Abstract

Literature suggests that measures of slack such as unemployment, output, labour share, and inflation have been separated in recent years, particularly after the global crisis. Some claimed that the Phillips curve had vanished. Because of the unobservable nature of the natural rates, estimation of the output and unemployment gaps might not offer precise outcomes. The inflation model permits a fraction of firms that use a backwards-looking rule to set prices, as Gali and Gertler (2000) did. The essential contrast between their paper and mine is that they utilized marginal cost estimates as the applicable determinant of inflation, and I utilized the estimated output gap. Gali and Gertler supposed real marginal costs are a significant determinant of inflation.

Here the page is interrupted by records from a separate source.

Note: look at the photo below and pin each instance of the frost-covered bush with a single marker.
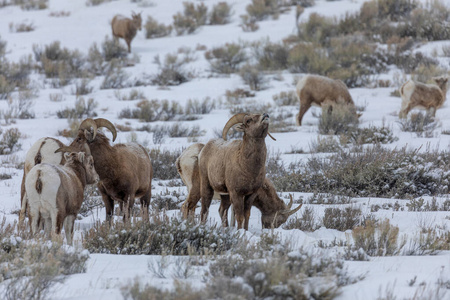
(226, 59)
(374, 172)
(163, 162)
(162, 235)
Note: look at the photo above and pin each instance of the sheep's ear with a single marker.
(240, 127)
(81, 156)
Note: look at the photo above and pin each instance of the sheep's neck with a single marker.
(253, 154)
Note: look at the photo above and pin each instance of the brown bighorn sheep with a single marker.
(236, 168)
(55, 193)
(126, 28)
(318, 91)
(125, 170)
(427, 96)
(274, 211)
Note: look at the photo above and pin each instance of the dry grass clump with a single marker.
(153, 29)
(162, 235)
(372, 172)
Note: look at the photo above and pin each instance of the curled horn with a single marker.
(67, 149)
(87, 124)
(107, 124)
(237, 118)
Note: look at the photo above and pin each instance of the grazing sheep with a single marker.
(319, 90)
(236, 168)
(125, 170)
(55, 192)
(427, 96)
(274, 211)
(126, 28)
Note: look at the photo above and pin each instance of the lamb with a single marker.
(427, 96)
(42, 151)
(319, 91)
(125, 170)
(55, 192)
(126, 28)
(274, 211)
(236, 168)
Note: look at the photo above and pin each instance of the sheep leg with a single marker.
(206, 194)
(109, 203)
(239, 209)
(303, 109)
(145, 202)
(69, 222)
(223, 209)
(248, 203)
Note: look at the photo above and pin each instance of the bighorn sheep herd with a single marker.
(55, 175)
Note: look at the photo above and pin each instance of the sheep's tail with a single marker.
(39, 183)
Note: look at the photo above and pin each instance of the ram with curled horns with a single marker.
(125, 170)
(235, 169)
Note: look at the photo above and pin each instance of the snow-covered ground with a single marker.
(90, 24)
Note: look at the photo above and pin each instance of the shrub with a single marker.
(226, 59)
(171, 71)
(154, 110)
(326, 145)
(271, 56)
(252, 76)
(341, 219)
(220, 14)
(286, 98)
(422, 124)
(338, 119)
(82, 110)
(21, 27)
(162, 235)
(262, 9)
(10, 141)
(248, 24)
(373, 135)
(377, 239)
(373, 172)
(153, 29)
(163, 162)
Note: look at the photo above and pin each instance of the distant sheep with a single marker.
(426, 96)
(318, 91)
(55, 193)
(126, 28)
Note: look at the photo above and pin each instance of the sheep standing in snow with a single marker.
(55, 192)
(319, 90)
(427, 96)
(126, 28)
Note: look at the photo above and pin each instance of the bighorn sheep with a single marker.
(125, 170)
(274, 211)
(319, 90)
(126, 28)
(236, 168)
(55, 193)
(427, 96)
(42, 151)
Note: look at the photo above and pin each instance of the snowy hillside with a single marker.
(376, 213)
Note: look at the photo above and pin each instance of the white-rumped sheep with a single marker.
(236, 168)
(274, 211)
(42, 151)
(319, 91)
(426, 96)
(125, 170)
(126, 28)
(55, 193)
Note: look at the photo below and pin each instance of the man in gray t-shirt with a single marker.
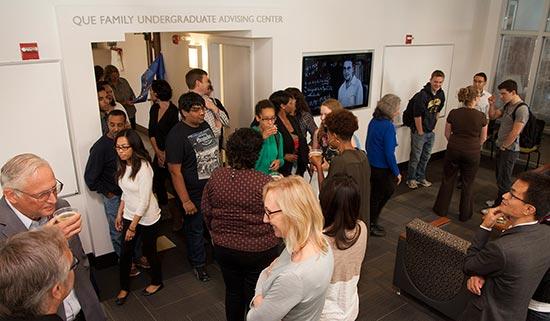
(513, 117)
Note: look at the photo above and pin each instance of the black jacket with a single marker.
(427, 105)
(101, 167)
(512, 265)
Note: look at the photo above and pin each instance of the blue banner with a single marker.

They also believed the output gap was negative and inconsequential. I have indicated that a precise output gap estimate is significant and positive. CBO output gap is also used to inspect for robustness. However, it was also insignificant, as the literature suggests. Therefore, the model used the estimated output gap instead of marginal cost. I calculated the output gap with a new methodology and could replicate their results with the new measure. I extended their study to 2019Q4; It is showed that their measure for inflation slack which was marginal cost becomes insignificant; however, my measure of the output gap is still significant. Therefore, it was inferred that the New Keynesian Phillips curve reasonably still explains inflation dynamics. I also concluded that the hybrid new Keynesian Phillips curve might explain the inflation dynamics.